De son côté, le Mouvement populaire a confirmé sa position concernant les deux villes, ayant déjà déclaré que "la libération des villes de Dilling et Kadugli n'est qu'une question de temps". Dans des déclarations précédentes, il a appelé l'armée à "se retirer et à quitter ces villes sans pertes", et a exhorté à "préserver la vie des civils et à protéger les villes de la destruction", tout en insistant sur "la nécessité d'ouvrir des corridors pour permettre aux citoyens de se rendre dans des zones sûres et de ne pas les empêcher de protéger leurs vies".
Les deux villes, sous le contrôle de l'armée, subissent un blocus sévère imposé par les forces du Mouvement populaire et des forces de soutien rapide depuis près de deux ans, entraînant une crise humanitaire marquée par une pénurie aiguë de nourriture et de services de santé, malgré les tentatives des organisations humanitaires d'effectuer des opérations de largage aérien d'aide.
Les deux villes subissent également des bombardements répétés, l'une des récentes frappes sur des installations civiles dans la région de Kadugli ayant fait près d'une centaine de morts, dont des dizaines d'enfants, et d'autres blessés, selon des sources locales.

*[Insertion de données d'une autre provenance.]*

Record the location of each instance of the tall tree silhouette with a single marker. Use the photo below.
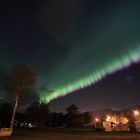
(19, 80)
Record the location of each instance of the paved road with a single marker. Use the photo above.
(63, 136)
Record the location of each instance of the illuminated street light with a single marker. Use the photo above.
(96, 119)
(136, 112)
(108, 118)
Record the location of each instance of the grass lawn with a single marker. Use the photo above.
(70, 135)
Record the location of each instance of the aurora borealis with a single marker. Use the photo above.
(69, 44)
(111, 47)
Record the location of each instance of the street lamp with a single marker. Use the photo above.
(108, 118)
(96, 119)
(136, 113)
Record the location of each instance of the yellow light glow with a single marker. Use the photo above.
(108, 118)
(136, 112)
(96, 119)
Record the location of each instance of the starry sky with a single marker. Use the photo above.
(89, 48)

Sur le plan international, les Nations Unies ont exprimé leur profonde inquiétude face à l'évolution de la situation dans la région. Le Haut-Commissaire des Nations Unies aux droits de l'homme, Volker Turk, a déclaré lors d'une conférence de presse : "Il est très préoccupé par la possibilité de répétition des atrocités commises à El Fasher au Kordofan".
Cette escalade dans la région stratégique du Kordofan survient après des semaines de combats violents, suite à la prise de contrôle des forces de soutien rapide en octobre dernier sur l'ensemble de la région du Darfour, à l'ouest du pays.
Il est à noter que le conflit qui dure depuis avril 2023 entre l'armée soudanaise et les forces de soutien rapide a causé, selon les estimations des Nations Unies, la mort de dizaines de milliers de personnes et le déplacement de plus de 12 millions de personnes, créant "la pire crise humanitaire" au monde, une crise qui semble s'aggraver avec la poursuite de l'escalade sur des fronts comme le Sud-Kordofan.